Under the terms of the agreement, Yorkville has committed to provide up to CHF 30 million (US$29.9 million) in equity financing over a 36 month period in individual tranches of up to CHF 1,000,000 (US$999,900) each.
In exchange for the funds to be provided, Yorkville will receive Evolva shares at a price which will be determined anew each time a SEDA tranche is called. The shares will be placed at a 5% discount to the market price – which is in line with Swiss market practice for private placements. Evolva and Yorkville have successfully worked together on a similar basis in the 2011-2013 period.
The SEDA has been established as part of the medium-term funding of Evolva’s operations. If Evolva were to utilize the SEDA in full, the cash runway would be extended by roughly one year. It remains at the sole discretion of Evolva to determine if and when to draw from the facility.
In return for the three year investment commitment provided by Yorkville, Evolva will pay an initial upfront fee of CHF 250,000 (US$250,000)in cash. Two additional instalments of CHF 200,000 each (settled in cash or Evolva shares) will be due when the amount drawn from the facility crosses CHF 10 million (US$9.9 million) and CHF 20 million (US$19.9 million).
Evolva will create an initial block of 25m treasury shares out of authorized capital which may be used for future share issues under the SEDA agreement or other financing purposes. At the current share price (CHF 0.59) the total commitment represents a maximum of approximately 51 million shares. At the date Evola published its information, the number of Evolva shares in issue is 399.2 million.
“The SEDA provides us with financial flexibility, which is key at our current stage.

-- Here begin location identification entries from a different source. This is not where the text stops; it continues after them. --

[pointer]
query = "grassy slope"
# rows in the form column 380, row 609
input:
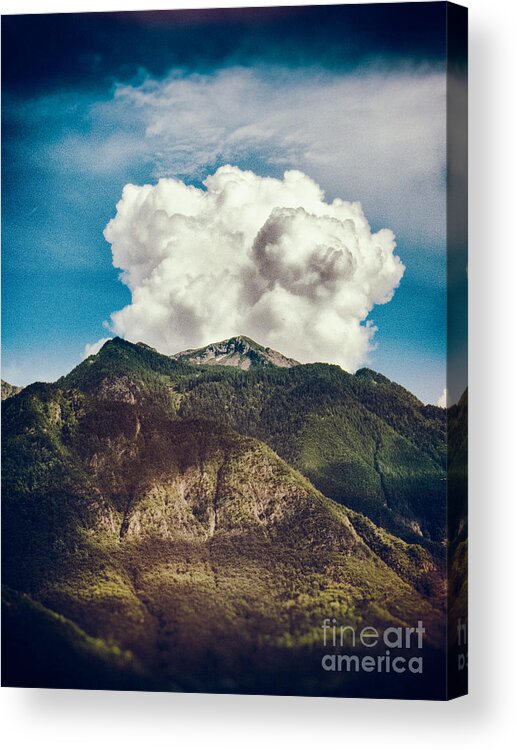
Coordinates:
column 191, row 547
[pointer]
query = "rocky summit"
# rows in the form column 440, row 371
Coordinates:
column 239, row 351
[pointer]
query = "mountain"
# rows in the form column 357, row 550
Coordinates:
column 9, row 390
column 239, row 351
column 154, row 538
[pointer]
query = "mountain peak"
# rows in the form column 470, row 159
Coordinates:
column 237, row 351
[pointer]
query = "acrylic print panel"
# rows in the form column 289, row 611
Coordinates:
column 234, row 395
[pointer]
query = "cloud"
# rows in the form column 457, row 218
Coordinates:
column 91, row 349
column 264, row 257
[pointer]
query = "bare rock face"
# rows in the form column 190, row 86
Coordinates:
column 238, row 351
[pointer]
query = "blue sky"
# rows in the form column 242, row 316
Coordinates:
column 352, row 96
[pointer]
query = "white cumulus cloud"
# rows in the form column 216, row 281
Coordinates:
column 264, row 257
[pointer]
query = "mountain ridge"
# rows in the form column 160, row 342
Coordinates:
column 237, row 351
column 157, row 520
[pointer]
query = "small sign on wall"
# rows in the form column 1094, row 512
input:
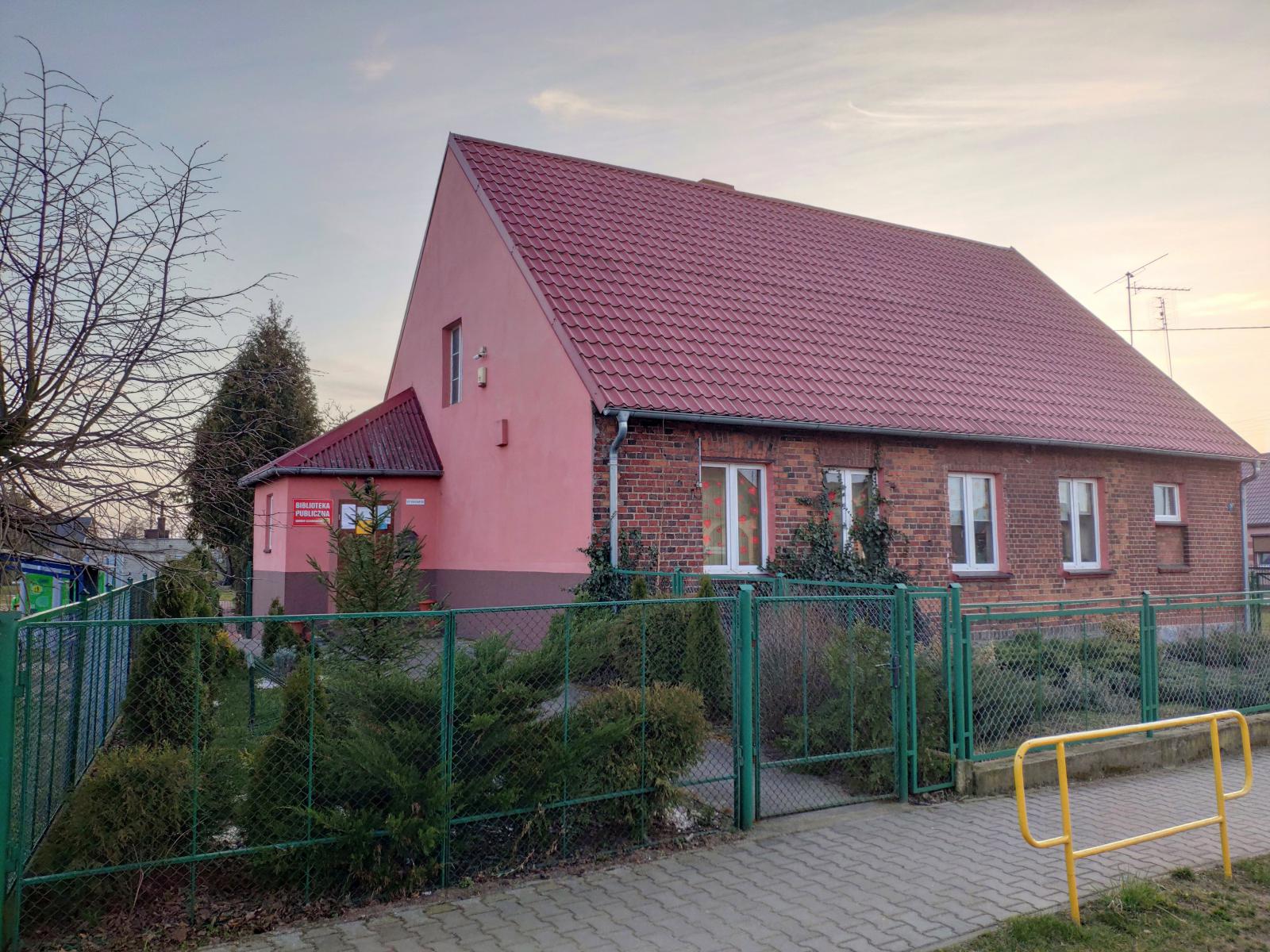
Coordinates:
column 311, row 512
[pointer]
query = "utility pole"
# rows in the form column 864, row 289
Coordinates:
column 1164, row 317
column 1130, row 289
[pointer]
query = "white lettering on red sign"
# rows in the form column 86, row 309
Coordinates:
column 311, row 512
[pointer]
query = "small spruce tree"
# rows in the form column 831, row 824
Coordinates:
column 276, row 634
column 279, row 787
column 705, row 655
column 376, row 570
column 167, row 685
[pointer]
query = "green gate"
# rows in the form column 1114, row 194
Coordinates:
column 852, row 697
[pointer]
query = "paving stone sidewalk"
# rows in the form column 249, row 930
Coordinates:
column 878, row 876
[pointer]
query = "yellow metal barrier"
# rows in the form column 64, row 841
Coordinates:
column 1060, row 743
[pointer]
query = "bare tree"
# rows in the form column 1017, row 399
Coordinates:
column 106, row 340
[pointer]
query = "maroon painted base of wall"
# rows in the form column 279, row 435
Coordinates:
column 302, row 593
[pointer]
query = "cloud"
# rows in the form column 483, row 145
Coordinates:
column 374, row 67
column 378, row 63
column 1019, row 106
column 563, row 105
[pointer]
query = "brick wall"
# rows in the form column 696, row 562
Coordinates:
column 660, row 495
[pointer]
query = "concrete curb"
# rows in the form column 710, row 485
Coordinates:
column 1108, row 758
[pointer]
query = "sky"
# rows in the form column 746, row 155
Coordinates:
column 1091, row 136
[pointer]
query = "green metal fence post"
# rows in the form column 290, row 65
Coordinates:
column 10, row 863
column 76, row 702
column 247, row 590
column 251, row 696
column 899, row 689
column 745, row 624
column 1145, row 658
column 448, row 738
column 196, row 768
column 958, row 685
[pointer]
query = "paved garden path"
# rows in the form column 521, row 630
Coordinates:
column 876, row 876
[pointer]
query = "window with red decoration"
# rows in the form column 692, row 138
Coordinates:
column 733, row 517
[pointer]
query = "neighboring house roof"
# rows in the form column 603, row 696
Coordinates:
column 1257, row 495
column 389, row 440
column 677, row 298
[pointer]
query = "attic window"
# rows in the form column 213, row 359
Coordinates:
column 454, row 363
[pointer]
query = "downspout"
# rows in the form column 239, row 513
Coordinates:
column 622, row 418
column 1244, row 520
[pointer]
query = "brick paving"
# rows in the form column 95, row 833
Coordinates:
column 878, row 876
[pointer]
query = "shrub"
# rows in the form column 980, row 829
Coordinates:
column 133, row 805
column 628, row 739
column 706, row 662
column 165, row 685
column 651, row 643
column 1119, row 628
column 1005, row 704
column 856, row 712
column 276, row 634
column 220, row 655
column 277, row 799
column 605, row 583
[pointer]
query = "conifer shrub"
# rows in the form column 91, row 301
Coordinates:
column 133, row 805
column 275, row 634
column 706, row 659
column 167, row 685
column 277, row 804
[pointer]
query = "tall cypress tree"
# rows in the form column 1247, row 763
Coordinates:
column 266, row 405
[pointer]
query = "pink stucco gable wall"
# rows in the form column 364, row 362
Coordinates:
column 516, row 509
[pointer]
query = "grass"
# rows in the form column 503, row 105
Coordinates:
column 1185, row 912
column 232, row 723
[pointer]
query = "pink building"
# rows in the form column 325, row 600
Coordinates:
column 590, row 347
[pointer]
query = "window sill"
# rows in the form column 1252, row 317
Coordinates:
column 1087, row 573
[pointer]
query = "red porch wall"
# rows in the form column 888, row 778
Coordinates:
column 658, row 486
column 512, row 517
column 283, row 570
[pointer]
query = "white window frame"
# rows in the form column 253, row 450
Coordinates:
column 1079, row 562
column 968, row 522
column 455, row 363
column 268, row 522
column 846, row 482
column 1178, row 501
column 732, row 527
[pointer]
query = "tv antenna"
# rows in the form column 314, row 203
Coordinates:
column 1128, row 287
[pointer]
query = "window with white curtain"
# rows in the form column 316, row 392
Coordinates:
column 733, row 512
column 973, row 520
column 848, row 492
column 1079, row 517
column 1168, row 501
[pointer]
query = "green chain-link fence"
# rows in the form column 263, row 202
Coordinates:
column 164, row 774
column 1045, row 668
column 371, row 755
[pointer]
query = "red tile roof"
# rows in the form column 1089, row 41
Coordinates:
column 681, row 298
column 389, row 440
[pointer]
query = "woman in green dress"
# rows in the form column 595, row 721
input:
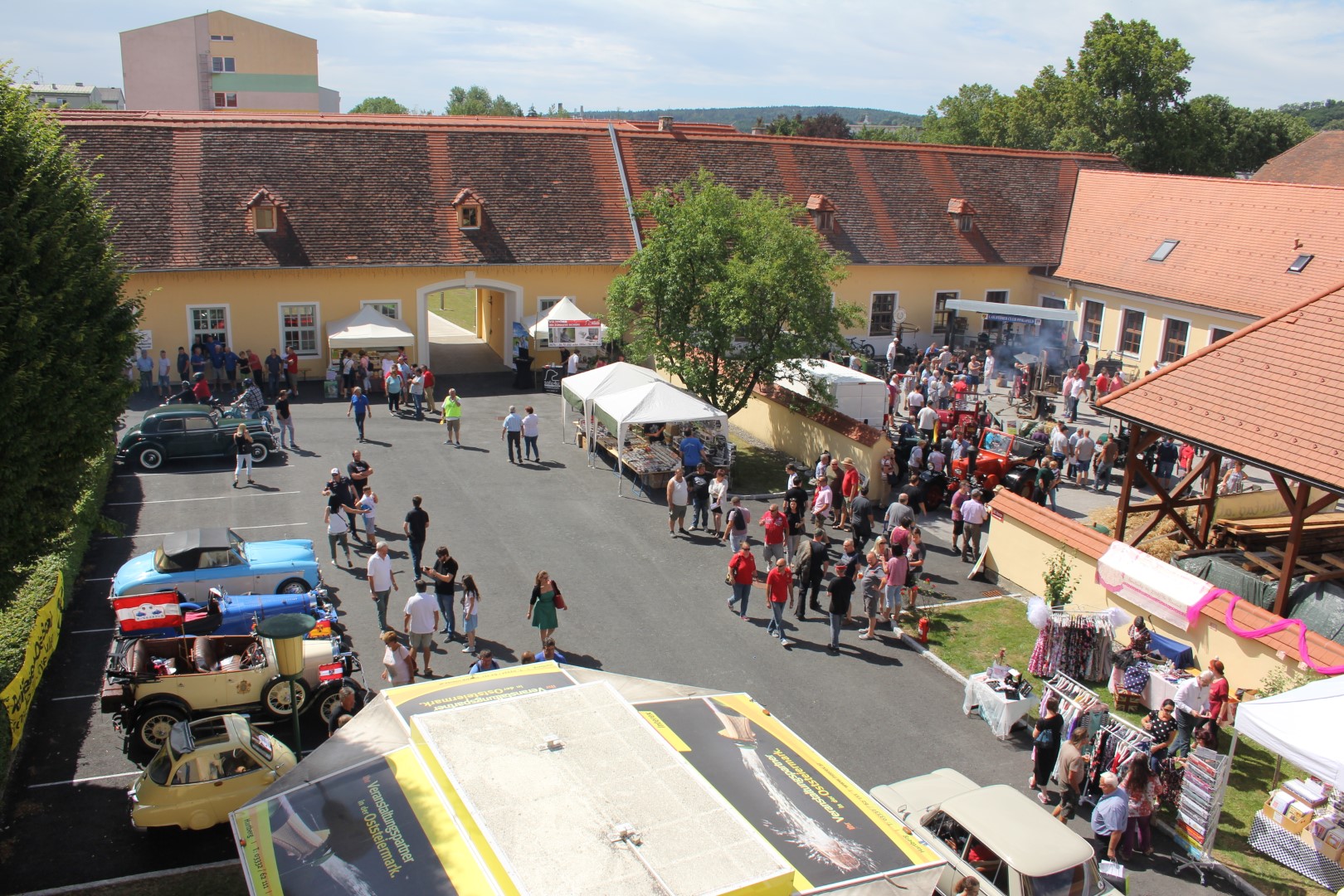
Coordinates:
column 541, row 609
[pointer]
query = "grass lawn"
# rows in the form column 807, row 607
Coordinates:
column 968, row 637
column 455, row 305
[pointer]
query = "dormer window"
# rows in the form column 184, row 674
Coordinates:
column 823, row 214
column 470, row 210
column 962, row 214
column 1298, row 264
column 264, row 218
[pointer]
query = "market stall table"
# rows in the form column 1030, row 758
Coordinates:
column 995, row 709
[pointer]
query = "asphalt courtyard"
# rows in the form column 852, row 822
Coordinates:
column 640, row 603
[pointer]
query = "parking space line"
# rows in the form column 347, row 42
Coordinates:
column 216, row 497
column 81, row 781
column 155, row 535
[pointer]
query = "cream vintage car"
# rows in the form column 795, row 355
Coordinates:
column 996, row 833
column 206, row 770
column 155, row 683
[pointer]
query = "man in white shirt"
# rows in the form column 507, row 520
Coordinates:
column 531, row 429
column 1191, row 709
column 973, row 516
column 382, row 582
column 420, row 625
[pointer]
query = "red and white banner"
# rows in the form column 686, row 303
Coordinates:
column 140, row 611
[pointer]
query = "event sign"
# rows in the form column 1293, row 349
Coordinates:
column 587, row 334
column 815, row 817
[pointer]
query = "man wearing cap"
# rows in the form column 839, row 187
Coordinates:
column 382, row 582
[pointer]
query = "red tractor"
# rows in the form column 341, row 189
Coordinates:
column 1001, row 460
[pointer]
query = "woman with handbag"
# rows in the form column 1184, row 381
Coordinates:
column 1045, row 738
column 546, row 601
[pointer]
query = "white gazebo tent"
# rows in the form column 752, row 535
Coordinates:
column 650, row 403
column 368, row 328
column 581, row 388
column 1304, row 726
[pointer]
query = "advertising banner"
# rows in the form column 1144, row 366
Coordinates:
column 42, row 642
column 353, row 832
column 821, row 821
column 574, row 334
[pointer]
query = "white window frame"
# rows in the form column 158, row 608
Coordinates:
column 229, row 323
column 1082, row 320
column 394, row 303
column 895, row 304
column 1120, row 331
column 933, row 323
column 1161, row 347
column 318, row 328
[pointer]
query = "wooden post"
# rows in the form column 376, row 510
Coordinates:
column 1291, row 550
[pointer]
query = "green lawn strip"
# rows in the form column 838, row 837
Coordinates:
column 969, row 635
column 459, row 308
column 757, row 470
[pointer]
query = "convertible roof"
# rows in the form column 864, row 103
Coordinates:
column 190, row 540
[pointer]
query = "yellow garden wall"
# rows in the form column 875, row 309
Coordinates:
column 1018, row 553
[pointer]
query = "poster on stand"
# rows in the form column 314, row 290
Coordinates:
column 587, row 334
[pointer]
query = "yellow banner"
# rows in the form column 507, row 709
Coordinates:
column 42, row 644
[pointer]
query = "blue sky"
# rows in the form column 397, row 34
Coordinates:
column 644, row 54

Moreover, it has a reasonable pricing, limiting dilution for our current shareholders. It is a great addition to our financing toolkit. We have worked with Yorkville before and I am confident the facility will work as smoothly as it did back then,” says Oliver Walker, CFO of Evolva.
On 10 January 2017, Evolva published a preliminary, unaudited revenue estimate for 2016 of CHF 9 -10 million (US$8.9 - 9.9million). After further analysis, the number is expected to be CHF 9.6 million (US$9.6 million). based on the unaudited 2016 numbers, Evolva’s net loss will be around CHF 36 million (US$35.9 million), versus CHF 31.8 million (US$31.7 million) in 2015. The 2016 number is in line with current market consensus.
Cash and cash-equivalents at year-end 2016 amounted to CHF 47.5 million (US$47.49 million), as published in January. The complete, audited financials will be published on 30 March 2017 and the Annual General Meeting of shareholders will take place on 16 May.